Qualche dubbio al riguardo – prima ancora dei citati rumors Gasperiniani, quando evidentemente si riteneva che Colomba fosse un fuoco di paglia – lo aveva fatto sorgere durante la stessa presentazione proprio lo stesso mister, il quale affermò: la mia esperienza al Parma sarà breve ma intensa. E ovviamente si riferiva a queste sette giornate… Ieri sera glielo ho ricordato. E lui mi ha risposto così: “Naturalmente mi auguro che la mia esperienza duri di più, però questo finale di campionato più intenso di così si muore. Il bello del calcio è proprio questo: che
ti offre emozioni continue e quando queste emozioni ti fanno poi raggiungere l’obiettivo, ne sei soddisfatto. Certo che ora stiamo soffrendo e stiamo gioendo, ma lo facciamo sempre finalizzati a raggiungere l’obiettivo, altrimenti non serve a nulla”. Il fatto che alla prima domanda che sono riuscito a porre (in quell’agone si fa spesso a gara a chi arriva prima a parlare) mi abbia risposto con un semplice auspicio (“mi auguro”) e non con una certezza, mi ha indotto ad approfondire la questione (ho dovuto persino fare una entrata decisa - cosa che aborro, come certi teatrini
televisivi, che pure qui da noi stanno, ahimé dilagando - sul più anziano collega Bellé) con una seconda pregunta. “Lei ha detto mi auguro che l’esperienza duri di più, ma se se lo augura vuol dire che non né è ancora certo al 100%, oppure possiamo affermare con estrema sicurezza che lei sarà l’allenatore del Parma anche nel 2011-12?” E questa è la risposta che mi ha dato: “Per adesso c’è carta canta e quindi l’esperienza c’è, certo la vorrei fare giocandomi le possibilità che il Parma mi può offrire in serie A. Questa è la verità. Sono venuto per quello, no? Altrimenti andavo in B
oppure in un’altra piazza già retrocessa: ho cercato di rimanere in A, rischiando, perché non era semplice, adesso siamo ancora in ballo, ma con molte più possibilità di prima sicuramente…”. Preciso che durante la giornata, ai microfoni di Radio Kiss Kiss, lo stesso Colomba sarebbe stato (uso il condizionale non avendolo ascoltato direttamente, ma avendo solo letto la nota d’agenzia, amplificata con un opportuno tranquillizzante titolo da gazzettadiparma.it) un po’ più certo sulla sua permanenza sulla panchina crociata.

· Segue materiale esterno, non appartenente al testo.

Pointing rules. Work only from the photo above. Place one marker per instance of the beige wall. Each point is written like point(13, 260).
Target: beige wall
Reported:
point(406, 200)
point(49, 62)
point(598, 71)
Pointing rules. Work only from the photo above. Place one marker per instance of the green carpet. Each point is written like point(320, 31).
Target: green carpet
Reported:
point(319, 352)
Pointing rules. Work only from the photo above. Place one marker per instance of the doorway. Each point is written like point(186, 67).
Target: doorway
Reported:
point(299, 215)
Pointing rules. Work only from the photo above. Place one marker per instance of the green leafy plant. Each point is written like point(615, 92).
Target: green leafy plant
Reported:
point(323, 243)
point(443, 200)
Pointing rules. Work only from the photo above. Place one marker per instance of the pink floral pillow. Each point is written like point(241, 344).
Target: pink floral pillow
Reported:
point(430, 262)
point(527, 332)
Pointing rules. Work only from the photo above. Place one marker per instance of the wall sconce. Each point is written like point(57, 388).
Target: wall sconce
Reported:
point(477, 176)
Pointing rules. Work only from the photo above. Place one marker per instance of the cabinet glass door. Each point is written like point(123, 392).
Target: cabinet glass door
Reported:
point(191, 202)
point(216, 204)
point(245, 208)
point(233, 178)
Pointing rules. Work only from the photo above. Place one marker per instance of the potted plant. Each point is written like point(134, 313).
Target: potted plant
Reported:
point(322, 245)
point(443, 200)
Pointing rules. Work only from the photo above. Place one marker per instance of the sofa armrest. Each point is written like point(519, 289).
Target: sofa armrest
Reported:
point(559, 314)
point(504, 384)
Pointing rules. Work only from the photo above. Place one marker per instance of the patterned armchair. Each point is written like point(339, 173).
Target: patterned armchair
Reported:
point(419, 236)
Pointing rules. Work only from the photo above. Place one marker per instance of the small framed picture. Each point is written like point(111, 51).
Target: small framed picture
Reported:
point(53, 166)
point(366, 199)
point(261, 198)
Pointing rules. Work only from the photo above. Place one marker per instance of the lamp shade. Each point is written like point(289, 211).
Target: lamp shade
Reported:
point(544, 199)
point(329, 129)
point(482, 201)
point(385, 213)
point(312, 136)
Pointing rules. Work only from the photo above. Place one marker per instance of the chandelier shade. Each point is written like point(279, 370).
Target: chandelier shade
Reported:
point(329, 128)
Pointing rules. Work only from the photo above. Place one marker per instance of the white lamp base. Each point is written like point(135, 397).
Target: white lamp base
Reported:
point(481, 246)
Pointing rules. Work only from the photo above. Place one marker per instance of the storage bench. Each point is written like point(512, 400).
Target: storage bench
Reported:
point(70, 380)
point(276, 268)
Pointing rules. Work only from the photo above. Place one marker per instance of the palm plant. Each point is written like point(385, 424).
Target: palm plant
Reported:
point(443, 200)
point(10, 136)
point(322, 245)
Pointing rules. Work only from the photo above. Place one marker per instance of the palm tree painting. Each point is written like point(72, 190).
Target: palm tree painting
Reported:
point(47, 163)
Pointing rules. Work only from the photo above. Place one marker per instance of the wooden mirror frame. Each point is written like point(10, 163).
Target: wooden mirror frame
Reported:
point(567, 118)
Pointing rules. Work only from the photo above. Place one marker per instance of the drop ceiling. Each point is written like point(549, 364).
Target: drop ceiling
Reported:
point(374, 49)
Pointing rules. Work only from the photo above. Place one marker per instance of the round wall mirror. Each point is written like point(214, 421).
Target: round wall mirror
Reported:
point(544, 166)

Questo il virgolettato
riportato: “Il mio futuro? Resto al Parma e ne sono felice. Il club ha creduto in me, ho riproposto al Parma lo stesso contratto che avevo con il Bologna. Credo in quello che faccio, visto che nessuno mai mi darà la Juve, credo che Parma sia la provincia di qualità per eccellenza…” Concetto, quest’ultimo, che avrebbe ripetuto anche durante il collegamento con il ring del lunedì sera di Tv Parma. Tra una sclerata e l’altra di Cervi e Frigeri (a mio avviso evitabili, ma evidentemente si ritiene, non so quanto a ragione, che la genti apprezzi questo tipo di spettacolo) ho cercato di spiegare
perché abbia tirato a mano il tema del futuro di Colomba, solo apparentemente certo. Ha cercato di aiutarmi Michele Gallerani, però, facendolo, ha fatto un po’ deviare il punto di osservazione: perché sarà anche vero che lui ha ascoltato dei dubbi avanzati su una radio bolognese da Emanuele Righi, (il quale avrebbe ventilato come se l’arrivo di Colomba al Parma fosse solo un prestito), ma la questione non è nuova neppure a Parma dal momento che come già segnalato se ne è spesso parlato in radio e in tv anche a Parma. E così Sandro Piovani, che nell’occasione
sembrava indossasse i panni di Leonardi prima maniera, più che quelli del giornalista, se ne è uscito fuori sbottando: “Sono trasmissioni che non vogliono bene al Parma”, subito seguito da Milano, secondo cui il venticello andava subito fermato, in questo momento delicato. Momento delicato? Ma se la salvezza è già cosa fatta? (per lo meno come lo scudetto al Milan). Ma mettiamo un po’ d’ordine: l’ipotesi dell’anomalo “prestito” da parte del Bologna di Colomba al Parma era girata in alcune redazioni parmigiane (ma con provenienza bolognese) già qualche settimana
fa, quindi ben prima del derby, tant’è che io stesso, pur non ritenendola verosimile già in partenza, avevo avuto lo scrupolo di verificarla parlandone con alcuni colleghi, che mi confermarono si trattasse di una bufala, tanto è vero che non ne ho mai parlato sul blog. E ieri sera Colomba ha anche parlato di carta canta, dunque il suo contratto per la prossima stagione con il Parma dovrebbe essere una cosa fatta, anche se nel calcio, come dice Piovani, i contratti sono fatti per essere poi stracciati. Diverso, invece, è il discorso dell’abboccamento con Gasperini (e che nulla
centra con le presunte illazioni bolognesi per seminare zizzania), fino a questo punto tutt’altro che smentito. Anzi. In tal caso il teorema sarebbe: Gasperini al Parma che si prodigherebbe per trovare a Colomba una panchina di suo gradimento. Ma proprio nella risposta che Colomba mi ha dato ieri sera in tv, c’è la conferma che l’ipotetico progetto non sarebbe da lui condiviso, avendo accettato di tirarci fuori dalla tolfa per poi avere come giusto premio la possibilità di guidarci in serie A l’anno prossimo. Se no non avrebbe accettato la mission impossible, per fortuna diventata possible a tempo di record. E meritocrazia vorrebbe che potesse gustarsi il meritato premio. Gabriele Majo
TRASCRIZIONE COLLEGAMENTO TELEFONICO DI FRANCO COLOMBA A BAR SPORT 02.05.2011
Giuseppe Milano – Un grande momento del Parma e anche per lei, che però continua a predicare cautela, e di pensate prima di tutto alla matematica certezza…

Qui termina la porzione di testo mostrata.